Eu tenho uma carreira firme e reconhecida, o que me proporciona viagens a trabalho e a lazer. Disse a Pandora que viajaria e ficaria 3 semanas fora, e que voltaria a tempo do parto. Mas eu sabia que não voltaria a tempo. Fui para o Oriente Médio. Consegui fazer o que queria no tempo que havia planejado. Voltei para minha cidade em duas semanas, mas não fui pra casa. Procurava evitar todos os lugares que minha mulher ia. E depois de uma semana outra parte do meu plano estava realizada. Havia uma semana restante para completar tudo.
E chegou o dia do parto. Pandora teve Sakina às 13:00. Eu sabia o horário, porque parte do meu plano envolvia os médicos dela. Cheguei uma hora depois.
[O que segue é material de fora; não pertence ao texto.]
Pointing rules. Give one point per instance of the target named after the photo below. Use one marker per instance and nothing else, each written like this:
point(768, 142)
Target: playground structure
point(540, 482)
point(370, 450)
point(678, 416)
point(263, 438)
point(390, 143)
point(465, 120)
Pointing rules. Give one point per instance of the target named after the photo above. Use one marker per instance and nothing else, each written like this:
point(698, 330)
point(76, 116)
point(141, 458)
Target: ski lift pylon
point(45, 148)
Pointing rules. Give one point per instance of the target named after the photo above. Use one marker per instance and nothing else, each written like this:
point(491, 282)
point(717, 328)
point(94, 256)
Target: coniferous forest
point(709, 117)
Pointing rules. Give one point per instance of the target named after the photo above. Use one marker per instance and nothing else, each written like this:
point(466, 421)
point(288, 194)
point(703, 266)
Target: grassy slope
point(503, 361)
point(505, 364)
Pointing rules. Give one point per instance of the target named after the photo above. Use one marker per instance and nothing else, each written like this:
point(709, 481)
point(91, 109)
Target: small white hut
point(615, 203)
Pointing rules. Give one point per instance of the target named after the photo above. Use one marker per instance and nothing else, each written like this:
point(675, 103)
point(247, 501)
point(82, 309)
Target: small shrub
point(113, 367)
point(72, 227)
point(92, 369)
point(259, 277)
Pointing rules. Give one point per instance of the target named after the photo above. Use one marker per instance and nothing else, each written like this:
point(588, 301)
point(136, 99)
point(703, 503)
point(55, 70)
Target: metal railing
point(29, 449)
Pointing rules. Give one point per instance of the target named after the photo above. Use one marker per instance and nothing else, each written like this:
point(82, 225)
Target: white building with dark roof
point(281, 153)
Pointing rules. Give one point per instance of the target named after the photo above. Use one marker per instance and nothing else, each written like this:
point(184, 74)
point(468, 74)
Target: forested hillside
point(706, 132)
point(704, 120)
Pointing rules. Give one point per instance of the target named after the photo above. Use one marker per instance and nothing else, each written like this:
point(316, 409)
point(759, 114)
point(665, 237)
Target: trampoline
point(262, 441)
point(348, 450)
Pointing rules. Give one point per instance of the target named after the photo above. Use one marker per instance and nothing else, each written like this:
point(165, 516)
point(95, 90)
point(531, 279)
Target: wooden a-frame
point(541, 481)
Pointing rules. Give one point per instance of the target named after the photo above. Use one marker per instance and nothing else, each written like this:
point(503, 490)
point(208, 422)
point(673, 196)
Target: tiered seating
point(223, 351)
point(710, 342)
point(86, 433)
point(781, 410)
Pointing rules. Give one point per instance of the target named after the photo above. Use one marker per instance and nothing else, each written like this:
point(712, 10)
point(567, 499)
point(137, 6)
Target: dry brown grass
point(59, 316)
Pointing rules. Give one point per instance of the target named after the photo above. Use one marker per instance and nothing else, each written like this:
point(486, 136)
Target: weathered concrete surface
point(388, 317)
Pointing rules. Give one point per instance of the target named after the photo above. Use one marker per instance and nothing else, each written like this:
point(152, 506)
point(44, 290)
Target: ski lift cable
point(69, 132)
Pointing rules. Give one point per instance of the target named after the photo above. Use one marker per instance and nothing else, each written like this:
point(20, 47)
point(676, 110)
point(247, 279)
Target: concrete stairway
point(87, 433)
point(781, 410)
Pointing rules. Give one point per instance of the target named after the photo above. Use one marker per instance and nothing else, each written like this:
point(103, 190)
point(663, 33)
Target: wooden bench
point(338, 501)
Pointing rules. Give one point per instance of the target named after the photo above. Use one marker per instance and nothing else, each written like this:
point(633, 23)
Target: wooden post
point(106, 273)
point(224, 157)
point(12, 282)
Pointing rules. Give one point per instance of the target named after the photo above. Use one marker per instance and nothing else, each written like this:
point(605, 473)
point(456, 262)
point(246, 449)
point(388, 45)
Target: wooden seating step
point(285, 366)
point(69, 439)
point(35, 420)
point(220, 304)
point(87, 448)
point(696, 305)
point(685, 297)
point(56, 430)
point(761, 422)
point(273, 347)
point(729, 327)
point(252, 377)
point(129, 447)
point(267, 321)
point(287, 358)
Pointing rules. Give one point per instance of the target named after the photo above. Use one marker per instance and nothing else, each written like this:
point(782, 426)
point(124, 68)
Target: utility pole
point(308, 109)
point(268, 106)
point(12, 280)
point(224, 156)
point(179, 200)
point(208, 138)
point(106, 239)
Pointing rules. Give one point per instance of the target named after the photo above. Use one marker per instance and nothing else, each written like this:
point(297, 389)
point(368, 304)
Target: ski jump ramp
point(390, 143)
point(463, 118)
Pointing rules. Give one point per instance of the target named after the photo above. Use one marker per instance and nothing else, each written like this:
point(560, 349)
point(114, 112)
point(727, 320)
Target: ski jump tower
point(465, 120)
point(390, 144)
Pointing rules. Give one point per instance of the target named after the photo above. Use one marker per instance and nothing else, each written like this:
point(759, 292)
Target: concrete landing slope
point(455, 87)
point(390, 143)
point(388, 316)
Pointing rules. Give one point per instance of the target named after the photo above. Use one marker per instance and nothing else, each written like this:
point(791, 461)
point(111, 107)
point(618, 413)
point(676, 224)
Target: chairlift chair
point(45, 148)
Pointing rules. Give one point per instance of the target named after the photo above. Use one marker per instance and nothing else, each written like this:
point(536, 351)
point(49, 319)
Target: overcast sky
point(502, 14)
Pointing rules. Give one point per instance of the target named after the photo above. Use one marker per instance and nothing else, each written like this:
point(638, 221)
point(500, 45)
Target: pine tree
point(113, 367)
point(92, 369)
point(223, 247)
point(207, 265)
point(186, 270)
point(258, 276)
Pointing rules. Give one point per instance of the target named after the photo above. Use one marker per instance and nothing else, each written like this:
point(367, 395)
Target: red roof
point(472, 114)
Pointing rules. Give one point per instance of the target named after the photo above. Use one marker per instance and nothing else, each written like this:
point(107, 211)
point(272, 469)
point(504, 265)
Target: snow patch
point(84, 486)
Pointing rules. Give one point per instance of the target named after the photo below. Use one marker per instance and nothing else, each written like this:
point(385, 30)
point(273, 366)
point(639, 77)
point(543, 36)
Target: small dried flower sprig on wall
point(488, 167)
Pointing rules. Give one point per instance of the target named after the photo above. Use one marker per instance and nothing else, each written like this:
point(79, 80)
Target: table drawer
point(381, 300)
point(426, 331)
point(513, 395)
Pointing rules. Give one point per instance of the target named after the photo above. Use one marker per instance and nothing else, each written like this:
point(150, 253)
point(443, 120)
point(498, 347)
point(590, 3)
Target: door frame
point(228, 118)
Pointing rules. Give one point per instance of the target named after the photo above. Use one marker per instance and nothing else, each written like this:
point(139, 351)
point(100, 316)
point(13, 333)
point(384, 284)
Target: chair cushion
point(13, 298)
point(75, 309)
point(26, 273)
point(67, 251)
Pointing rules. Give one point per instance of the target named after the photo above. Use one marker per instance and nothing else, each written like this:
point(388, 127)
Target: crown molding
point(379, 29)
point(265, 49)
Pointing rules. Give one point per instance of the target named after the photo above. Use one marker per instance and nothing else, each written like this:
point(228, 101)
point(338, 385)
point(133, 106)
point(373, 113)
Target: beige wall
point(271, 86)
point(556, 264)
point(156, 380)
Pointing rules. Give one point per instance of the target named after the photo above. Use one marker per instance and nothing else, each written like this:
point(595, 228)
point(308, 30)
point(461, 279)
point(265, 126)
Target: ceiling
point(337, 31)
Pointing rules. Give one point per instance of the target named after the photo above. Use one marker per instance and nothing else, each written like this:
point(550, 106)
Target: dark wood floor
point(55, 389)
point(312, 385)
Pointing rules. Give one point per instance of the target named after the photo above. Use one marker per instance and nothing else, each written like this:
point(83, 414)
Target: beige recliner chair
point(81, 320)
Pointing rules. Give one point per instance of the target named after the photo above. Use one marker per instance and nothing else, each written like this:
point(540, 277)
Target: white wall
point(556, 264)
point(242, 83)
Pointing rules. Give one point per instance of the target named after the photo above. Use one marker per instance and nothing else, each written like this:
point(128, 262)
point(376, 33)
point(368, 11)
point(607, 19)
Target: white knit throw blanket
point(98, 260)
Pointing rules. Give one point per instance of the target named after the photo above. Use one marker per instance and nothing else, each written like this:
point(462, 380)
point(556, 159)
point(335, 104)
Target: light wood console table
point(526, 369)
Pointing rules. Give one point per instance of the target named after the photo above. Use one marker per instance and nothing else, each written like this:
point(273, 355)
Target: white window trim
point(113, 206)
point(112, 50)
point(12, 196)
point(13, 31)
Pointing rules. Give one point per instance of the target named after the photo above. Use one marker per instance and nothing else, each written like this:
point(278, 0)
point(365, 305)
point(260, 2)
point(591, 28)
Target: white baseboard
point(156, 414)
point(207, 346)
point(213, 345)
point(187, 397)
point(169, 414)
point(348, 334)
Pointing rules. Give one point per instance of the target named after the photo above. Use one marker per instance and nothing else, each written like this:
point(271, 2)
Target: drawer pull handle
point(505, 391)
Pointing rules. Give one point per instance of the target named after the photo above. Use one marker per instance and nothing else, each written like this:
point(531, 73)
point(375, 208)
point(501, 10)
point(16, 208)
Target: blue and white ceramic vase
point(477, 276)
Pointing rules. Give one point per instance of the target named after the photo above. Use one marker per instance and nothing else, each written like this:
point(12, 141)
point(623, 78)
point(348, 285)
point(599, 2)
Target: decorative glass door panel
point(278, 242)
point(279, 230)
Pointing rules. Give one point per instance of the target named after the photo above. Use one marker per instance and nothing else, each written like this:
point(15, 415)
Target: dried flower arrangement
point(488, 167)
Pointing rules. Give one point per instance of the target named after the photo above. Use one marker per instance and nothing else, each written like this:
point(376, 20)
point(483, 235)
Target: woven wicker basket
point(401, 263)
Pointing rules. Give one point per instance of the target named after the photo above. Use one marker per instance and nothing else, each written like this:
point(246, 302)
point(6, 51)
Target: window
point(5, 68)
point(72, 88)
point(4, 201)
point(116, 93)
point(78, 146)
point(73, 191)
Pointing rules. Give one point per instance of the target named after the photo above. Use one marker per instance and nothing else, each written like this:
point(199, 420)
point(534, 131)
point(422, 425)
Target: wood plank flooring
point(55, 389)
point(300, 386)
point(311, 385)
- Você disse que você ia estar lá na hora do parto.
- Mas eu não pude, o trabalho me prendeu lá amor. Mas pense no lado bom, nossa filha está aqui.
- Você prometeu...
Fiquei calado. Sorri para ela.
- Eu estava esperando você para saber o nome da nossa filha.
- Sakina.
- Sakina? O que é isso?
- Espere que você vai ver.
E o meu plano entrava em ação. Peguei a maca em que Pandora estava sentada e comecei a empurrá-la por toda a extensão do hospital. Chegamos ao corredor 7 e todas as luzes se apagaram. Então, uma a uma, as televisões que eu havia colocado ali, começaram a exibir imagens de Pandora em sua rotina de gravida. Sim! Eu havia filmado ela todos os dias secretamente. Parei na quarta televisão e era a cena em que eu dizia a ela os nomes que havia escolhido. Então ela se voltou a mim e balançou a cabeça. Eu sorri e continuei a caminhada. Na última televisão aparecia os três nomes que escolhi. Em destaque a primeira sílaba dos três nomes, que formavam Sakina. Então a porta do corredor se abriu para o pátio do hospital, e uma luz intensa não nos deixava enxergar nada. Quando a luz se reduziu, as milhares de fotos que tirei nas minhas duas semanas no Oriente Médio estavam espalhadas pelo chão, formando a foto de nosso casamento, como se fosse uma escultura de areia.
- Eu, eu...
Sim, Pandora estava sem palavras.
- Tudo o que eu quero é que você sinta a calma... A paz.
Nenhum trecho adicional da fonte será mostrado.